Drôle de prise, en juillet 2020, pour ce pêcheur de crevettes hollandais, qui remontait ses filets au large de Zeebrugge. Parmi les crustacés convoités, se trouvait une longue défense d’éléphant de quelque 60 kilos. « Une découverte rarissime », estime la Dre Annelise Folie, conservatrice des collections de paléontologie à l’Institut Royal des Sciences naturelles de Belgique. « Cette défense fossilisée de 2,37 mètres de long date d’il y a plus de 100.000 ans. Elle appartenait à une espèce d’éléphants qui existait dans nos régions à l’époque interglaciaire: Palaeoloxodon antiquus. Il s’agit d’une espèce à défenses droites, également désignée comme éléphant de forêts, et qui a disparu de nos régions avant le mammouth. »
Cousin de l’éléphant africain
En juillet 2020, le pêcheur a ramené son étonnante prise au pays. La défense a été confiée à un organisme spécialisé. Son long séjour dans l’eau et le sel ayant fragilisé le fossile revenu à l’air libre, il a fallu lui appliquer divers traitements. Au fil des mois et de tractations avec divers interlocuteurs belges, le fossile est finalement exposé au Muséum des Sciences naturelles. Il est visible aux pieds de son cousin empaillé, l’éléphant d’Afrique, qui observe les iguanodons, dans leur cage de verre en contre-bas.

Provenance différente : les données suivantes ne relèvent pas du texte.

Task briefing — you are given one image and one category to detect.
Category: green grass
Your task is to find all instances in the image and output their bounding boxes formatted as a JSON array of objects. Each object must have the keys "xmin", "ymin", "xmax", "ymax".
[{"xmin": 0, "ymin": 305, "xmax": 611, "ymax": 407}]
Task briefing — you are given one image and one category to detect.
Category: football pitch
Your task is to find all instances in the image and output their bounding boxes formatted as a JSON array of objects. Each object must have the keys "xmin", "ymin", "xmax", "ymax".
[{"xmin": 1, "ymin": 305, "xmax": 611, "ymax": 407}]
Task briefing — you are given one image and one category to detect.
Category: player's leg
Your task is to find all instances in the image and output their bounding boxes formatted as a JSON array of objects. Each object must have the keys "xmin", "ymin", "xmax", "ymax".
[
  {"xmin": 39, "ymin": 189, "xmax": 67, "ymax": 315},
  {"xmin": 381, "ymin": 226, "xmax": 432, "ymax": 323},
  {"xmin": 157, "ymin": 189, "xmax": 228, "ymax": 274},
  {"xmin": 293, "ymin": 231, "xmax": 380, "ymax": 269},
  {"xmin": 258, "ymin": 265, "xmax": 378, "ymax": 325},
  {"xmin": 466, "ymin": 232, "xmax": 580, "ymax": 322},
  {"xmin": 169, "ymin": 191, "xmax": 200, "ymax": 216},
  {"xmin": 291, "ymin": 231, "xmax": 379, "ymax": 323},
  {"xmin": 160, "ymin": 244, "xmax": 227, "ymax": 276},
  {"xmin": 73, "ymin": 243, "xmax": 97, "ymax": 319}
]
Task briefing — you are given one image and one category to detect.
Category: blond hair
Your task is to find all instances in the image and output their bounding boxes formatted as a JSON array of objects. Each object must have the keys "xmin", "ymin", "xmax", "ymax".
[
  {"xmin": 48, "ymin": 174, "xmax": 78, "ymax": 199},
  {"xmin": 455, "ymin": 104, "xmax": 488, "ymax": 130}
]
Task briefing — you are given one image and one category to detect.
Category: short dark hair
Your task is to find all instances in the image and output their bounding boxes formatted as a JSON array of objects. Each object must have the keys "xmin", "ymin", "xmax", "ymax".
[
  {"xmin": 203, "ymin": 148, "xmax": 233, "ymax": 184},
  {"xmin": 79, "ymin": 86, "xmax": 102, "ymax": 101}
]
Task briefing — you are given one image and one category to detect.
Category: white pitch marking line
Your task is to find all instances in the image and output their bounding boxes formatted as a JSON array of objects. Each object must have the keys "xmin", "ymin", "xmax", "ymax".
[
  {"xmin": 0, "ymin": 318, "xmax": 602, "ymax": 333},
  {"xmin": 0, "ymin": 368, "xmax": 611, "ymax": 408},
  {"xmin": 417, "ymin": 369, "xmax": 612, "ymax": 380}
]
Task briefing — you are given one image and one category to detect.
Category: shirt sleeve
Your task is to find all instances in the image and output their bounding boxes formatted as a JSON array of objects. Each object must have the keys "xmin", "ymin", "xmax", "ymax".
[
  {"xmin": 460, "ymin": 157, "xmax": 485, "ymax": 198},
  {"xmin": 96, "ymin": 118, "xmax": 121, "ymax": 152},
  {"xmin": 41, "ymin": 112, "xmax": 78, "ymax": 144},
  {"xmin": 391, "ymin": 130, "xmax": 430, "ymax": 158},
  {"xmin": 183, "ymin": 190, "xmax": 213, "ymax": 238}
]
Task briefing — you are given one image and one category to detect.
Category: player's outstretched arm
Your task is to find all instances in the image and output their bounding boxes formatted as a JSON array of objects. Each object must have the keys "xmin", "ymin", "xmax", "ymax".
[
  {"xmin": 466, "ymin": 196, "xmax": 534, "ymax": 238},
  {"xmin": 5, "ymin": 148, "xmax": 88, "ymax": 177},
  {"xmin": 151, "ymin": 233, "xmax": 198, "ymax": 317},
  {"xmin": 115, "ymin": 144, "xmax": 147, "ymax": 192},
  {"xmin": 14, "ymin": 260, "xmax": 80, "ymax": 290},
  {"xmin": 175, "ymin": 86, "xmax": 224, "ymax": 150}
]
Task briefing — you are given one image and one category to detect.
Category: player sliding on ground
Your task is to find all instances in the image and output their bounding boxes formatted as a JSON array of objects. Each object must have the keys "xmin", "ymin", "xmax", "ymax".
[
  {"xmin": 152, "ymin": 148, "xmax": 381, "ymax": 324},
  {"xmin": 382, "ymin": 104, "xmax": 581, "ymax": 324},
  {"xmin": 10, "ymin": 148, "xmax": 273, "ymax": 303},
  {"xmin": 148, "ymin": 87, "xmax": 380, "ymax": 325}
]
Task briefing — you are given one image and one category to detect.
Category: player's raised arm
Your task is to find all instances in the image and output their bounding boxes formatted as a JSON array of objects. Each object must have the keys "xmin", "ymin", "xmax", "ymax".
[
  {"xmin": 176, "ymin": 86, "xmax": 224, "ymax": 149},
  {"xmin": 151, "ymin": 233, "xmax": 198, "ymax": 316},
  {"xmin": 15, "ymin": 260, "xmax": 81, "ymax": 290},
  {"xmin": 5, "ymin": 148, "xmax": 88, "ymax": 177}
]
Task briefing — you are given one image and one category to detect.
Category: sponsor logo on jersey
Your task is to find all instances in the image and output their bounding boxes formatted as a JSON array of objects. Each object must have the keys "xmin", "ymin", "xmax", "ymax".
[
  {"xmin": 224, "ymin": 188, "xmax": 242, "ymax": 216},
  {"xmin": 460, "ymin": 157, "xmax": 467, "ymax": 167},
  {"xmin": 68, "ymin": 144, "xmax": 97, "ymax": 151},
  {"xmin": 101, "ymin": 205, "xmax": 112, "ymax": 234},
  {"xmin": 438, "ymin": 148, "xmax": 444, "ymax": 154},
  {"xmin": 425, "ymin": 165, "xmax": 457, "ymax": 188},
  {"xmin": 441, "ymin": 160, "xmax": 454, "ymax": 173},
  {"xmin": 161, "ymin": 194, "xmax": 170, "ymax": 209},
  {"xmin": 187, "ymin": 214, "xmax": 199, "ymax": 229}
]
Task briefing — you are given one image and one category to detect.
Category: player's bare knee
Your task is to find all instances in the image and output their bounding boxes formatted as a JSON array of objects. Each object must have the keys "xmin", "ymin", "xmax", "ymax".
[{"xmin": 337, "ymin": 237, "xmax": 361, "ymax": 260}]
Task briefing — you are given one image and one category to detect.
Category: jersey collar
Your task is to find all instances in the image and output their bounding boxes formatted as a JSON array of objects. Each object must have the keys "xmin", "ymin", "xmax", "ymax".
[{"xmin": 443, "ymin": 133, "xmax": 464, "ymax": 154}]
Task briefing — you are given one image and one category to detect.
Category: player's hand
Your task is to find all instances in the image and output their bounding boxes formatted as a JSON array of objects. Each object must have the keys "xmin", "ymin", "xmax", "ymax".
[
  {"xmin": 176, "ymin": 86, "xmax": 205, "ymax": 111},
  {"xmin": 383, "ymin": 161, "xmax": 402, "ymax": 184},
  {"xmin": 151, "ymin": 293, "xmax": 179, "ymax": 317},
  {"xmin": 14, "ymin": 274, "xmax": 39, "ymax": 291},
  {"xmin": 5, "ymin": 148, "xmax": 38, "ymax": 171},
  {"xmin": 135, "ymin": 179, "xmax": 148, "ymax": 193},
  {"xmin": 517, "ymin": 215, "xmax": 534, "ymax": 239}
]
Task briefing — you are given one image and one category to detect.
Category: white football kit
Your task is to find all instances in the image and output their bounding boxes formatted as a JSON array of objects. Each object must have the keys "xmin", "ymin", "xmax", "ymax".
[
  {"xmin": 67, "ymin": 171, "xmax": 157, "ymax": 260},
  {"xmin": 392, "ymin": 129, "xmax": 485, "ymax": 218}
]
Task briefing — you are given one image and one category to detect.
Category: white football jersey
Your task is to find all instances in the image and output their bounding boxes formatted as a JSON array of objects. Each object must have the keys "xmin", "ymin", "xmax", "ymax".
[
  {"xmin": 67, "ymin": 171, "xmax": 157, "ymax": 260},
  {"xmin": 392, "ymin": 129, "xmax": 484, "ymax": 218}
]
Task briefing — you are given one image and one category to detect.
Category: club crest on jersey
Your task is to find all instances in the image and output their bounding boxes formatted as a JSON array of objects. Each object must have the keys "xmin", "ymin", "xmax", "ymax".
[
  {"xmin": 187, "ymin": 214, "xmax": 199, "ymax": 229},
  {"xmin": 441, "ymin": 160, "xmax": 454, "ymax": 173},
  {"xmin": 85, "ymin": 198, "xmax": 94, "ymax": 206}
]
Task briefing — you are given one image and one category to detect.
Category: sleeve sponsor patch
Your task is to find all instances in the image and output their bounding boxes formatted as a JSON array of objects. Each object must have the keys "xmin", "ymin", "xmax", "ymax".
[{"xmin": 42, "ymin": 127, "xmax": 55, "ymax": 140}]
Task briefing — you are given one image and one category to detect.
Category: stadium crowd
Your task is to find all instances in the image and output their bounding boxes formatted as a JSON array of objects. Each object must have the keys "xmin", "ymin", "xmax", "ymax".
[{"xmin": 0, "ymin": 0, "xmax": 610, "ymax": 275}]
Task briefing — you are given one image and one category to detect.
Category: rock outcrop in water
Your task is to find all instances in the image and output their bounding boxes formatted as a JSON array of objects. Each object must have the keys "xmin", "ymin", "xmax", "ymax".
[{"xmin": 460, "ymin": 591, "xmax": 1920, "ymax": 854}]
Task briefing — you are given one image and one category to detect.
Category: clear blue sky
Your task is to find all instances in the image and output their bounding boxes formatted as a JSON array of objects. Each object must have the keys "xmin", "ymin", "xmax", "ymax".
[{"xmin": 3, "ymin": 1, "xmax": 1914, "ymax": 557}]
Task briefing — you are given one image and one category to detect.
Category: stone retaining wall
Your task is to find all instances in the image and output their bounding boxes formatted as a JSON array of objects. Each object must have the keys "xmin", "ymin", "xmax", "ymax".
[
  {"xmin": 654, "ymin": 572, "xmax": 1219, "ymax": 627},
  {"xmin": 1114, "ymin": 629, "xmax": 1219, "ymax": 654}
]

« Palaeoloxodon antiquus était un géant plus grand que l’éléphant africain, son plus proche cousin actuel », indique-t-on au Muséum. « L’espèce était largement répandue en Europe et a prospéré principalement pendant les périodes plus chaudes, entre deux périodes glaciaires. »
« Cette découverte est remarquable, car nous n’avions que peu de traces de la présence de cet éléphant en Belgique. Palaeoloxodon antiquus a été longtemps considéré comme l’ancêtre de l’éléphant d’Asie (Elephas maximus), mais il est aujourd’hui considéré comme un proche parent de l’éléphant de forêt d’Afrique actuel (Loxodonta cyclotis). Palaeoloxodon antiquus est probablement aussi originaire du continent africain, mais on ne sait pas à quel point cette espèce était répandue dans la préhistoire ».
Grâce à la géologie du lieu, à la localisation précise du fossile et aux découvertes d’autres restes de mammifères adjacents, on estime que la défense date de l’Eémien, une période du Pléistocène supérieur, pendant la dernière période interglaciaire (il y a environ 130.000 à 115.000 ans).
Sous la mer, une ancienne forêt
La défense a été remontée accidentellement d’un canal de navigation situé dans la partie belge de la mer du Nord, au large de la côte de Zeebrugge, appelé « Het Scheur ». Des activités de dragage y sont régulièrement entreprises pour permettre aux gros navires de faire escale au niveau de l’Escaut. Cela provoque l’érosion des berges et de nombreux fossiles de mammifères ont déjà fait surface dans cette zone. A l’époque, Het Scheur était donc probablement une forêt, avant d’être recouverte par l’eau.
A qui appartient le fossile?
La découverte de cette défense a soulevé des questions liées à la propriété de cet objet. Ce fossile appartient-il au patrimoine national? A la Flandre? La Mer du Nord étant, rappelons-le, une compétence fédérale.
Pour régler la question, un protocole de coopération a été rédigé, dans le cadre de la Loi relative à la mise en œuvre de la Convention de l’UNESCO du 2 novembre 2001 sur la protection du patrimoine culturel subaquatique et la protection d’épaves de valeur.
Dans cet accord, le Gouverneur de la Flandre occidentale, la Direction Générale Navigation, l’Institut royal des Sciences naturelles de Belgique, l’Agence flamande du patrimoine et l’Institut flamand de la mer formalisent leur coopération en matière de protection du patrimoine culturel subaquatique, y compris le patrimoine paléontologique, et de protection des épaves de valeur. L’accord garantit que les futures découvertes en mer seront enregistrées, étudiées et, le cas échéant, rendues accessibles au public.